I use either a 6ft fast action medium spinning rod or a 5'6" fast action medium bait casting rod. The fast tip is key in my opinion, the more sensitivity the better - I try to get away with the lightest tackle possible...just strong enough to horse 'em away from the pilings once they're hooked. Reel is usually spooled with 15-20lb powerpro or 12lb fluoro with a ~2oz egg sinker above a small swivel then a 1foot 25-30lb fluoro leader and a size 2 or 1 j-hook. 

Variables I have found that influence how many I get are:

(1) Water Temps/Time of Year: definitely a lot easier to catch in the spring when the water temps are just starting to warm up than in the late summer when it's hot, at least in my experience.

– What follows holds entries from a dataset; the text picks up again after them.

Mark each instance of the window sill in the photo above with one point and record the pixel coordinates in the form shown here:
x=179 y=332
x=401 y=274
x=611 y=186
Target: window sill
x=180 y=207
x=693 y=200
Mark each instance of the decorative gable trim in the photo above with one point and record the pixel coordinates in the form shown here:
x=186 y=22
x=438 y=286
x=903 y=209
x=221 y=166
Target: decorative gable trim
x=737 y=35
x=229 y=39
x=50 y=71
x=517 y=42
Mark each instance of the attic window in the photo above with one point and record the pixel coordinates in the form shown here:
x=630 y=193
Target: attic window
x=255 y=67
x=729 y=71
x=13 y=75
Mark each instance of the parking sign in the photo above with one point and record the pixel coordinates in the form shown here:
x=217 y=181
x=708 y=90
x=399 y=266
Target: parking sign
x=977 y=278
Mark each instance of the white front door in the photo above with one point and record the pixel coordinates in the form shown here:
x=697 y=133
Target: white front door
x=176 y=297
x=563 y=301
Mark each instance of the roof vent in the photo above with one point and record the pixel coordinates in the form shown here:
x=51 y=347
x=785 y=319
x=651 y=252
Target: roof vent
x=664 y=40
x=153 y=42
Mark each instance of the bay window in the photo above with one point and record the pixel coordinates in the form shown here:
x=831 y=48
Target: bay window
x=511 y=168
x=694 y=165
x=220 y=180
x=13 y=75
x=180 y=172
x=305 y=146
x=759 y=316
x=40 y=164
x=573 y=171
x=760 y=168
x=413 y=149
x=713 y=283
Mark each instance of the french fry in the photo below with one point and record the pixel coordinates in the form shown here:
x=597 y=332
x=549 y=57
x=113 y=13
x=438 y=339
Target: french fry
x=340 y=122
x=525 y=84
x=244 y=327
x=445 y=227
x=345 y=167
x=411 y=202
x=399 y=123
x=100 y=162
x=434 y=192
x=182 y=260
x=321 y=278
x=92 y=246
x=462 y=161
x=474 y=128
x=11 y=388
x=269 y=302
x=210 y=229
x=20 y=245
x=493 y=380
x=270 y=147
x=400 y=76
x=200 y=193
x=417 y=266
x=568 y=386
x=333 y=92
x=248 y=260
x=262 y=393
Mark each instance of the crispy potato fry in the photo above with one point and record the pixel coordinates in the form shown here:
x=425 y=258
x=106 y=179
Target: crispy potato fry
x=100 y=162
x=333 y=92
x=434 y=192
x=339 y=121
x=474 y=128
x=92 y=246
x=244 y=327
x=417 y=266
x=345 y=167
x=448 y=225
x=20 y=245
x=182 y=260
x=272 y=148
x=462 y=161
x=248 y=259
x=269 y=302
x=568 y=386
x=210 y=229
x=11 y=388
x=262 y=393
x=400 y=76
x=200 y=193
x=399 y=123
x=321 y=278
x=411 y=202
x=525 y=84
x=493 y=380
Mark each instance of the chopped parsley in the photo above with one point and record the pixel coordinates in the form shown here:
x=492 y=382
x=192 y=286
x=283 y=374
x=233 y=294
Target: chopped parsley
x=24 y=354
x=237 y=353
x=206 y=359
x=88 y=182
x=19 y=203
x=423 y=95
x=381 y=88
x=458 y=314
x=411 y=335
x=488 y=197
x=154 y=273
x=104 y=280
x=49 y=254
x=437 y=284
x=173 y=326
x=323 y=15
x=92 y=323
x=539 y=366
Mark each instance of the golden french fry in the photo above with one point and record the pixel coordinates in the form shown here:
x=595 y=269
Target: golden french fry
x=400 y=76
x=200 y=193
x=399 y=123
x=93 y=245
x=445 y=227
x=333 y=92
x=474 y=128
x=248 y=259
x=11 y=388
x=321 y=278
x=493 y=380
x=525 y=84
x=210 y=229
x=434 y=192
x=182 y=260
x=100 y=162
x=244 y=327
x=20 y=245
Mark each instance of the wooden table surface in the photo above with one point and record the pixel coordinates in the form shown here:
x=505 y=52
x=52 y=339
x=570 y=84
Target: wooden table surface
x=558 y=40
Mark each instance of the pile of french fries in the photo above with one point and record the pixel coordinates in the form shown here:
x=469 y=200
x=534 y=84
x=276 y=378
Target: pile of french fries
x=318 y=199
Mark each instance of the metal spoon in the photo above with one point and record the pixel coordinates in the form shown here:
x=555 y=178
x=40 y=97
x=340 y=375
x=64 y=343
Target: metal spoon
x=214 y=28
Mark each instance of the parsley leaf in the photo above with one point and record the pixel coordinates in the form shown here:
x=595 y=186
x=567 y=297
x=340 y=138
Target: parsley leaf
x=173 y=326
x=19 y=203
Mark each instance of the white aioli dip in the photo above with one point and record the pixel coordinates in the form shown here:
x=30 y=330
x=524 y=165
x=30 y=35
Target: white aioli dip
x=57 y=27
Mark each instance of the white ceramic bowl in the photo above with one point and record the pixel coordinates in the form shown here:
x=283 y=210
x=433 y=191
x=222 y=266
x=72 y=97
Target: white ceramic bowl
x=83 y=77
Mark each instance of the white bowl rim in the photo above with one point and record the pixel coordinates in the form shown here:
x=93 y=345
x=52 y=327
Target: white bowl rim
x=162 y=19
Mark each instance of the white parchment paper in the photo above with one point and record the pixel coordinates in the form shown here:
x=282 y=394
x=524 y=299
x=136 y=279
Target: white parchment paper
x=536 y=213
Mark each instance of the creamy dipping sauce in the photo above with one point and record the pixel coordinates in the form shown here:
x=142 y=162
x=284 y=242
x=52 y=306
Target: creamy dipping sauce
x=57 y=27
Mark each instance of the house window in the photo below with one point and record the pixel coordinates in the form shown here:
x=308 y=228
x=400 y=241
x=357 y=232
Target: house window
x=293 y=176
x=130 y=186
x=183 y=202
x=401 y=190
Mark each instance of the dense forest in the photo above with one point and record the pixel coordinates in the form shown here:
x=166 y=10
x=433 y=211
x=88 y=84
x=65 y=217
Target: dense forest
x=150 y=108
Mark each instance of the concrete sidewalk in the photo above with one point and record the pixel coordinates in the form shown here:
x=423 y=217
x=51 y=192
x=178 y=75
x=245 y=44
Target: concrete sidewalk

(2) Water Clarity: If it's crystal clear I never get a lot of bites - I feel like they get scared off by the terminal tackle. I like it when the water is a little stirred up, but not so muddy/dirty they can't see the bait.


----------



## matt anderson (Jan 29, 2006)

HIT'em with a big ars snag hook


----------



## barty b (Dec 31, 2004)

Sand fleas as bait are a good thing,make that a GREAT thing,but not the best. I use fresh shucked oysters. Fiddlers are actually my 3rd choice,then shrimp. I use a fast action spinning rod in the 6-7 foot range and a shimano stradic 400 reel with 15lb braid and 5' flourocarbon tippet. The actual rig is a standard fishfinder with a 6" leader and an eagle calw wide bend #2 hook. I find them all throughout the water column depending on visibility and temp.It depends. Just try different depths until you find them.
But then again what do I know


----------



## Reelturner (Dec 24, 2003)

*Ya'll ....*

uh ....as if ya got it GOING ON!!!

The right way..

RT:beer: :beer:


----------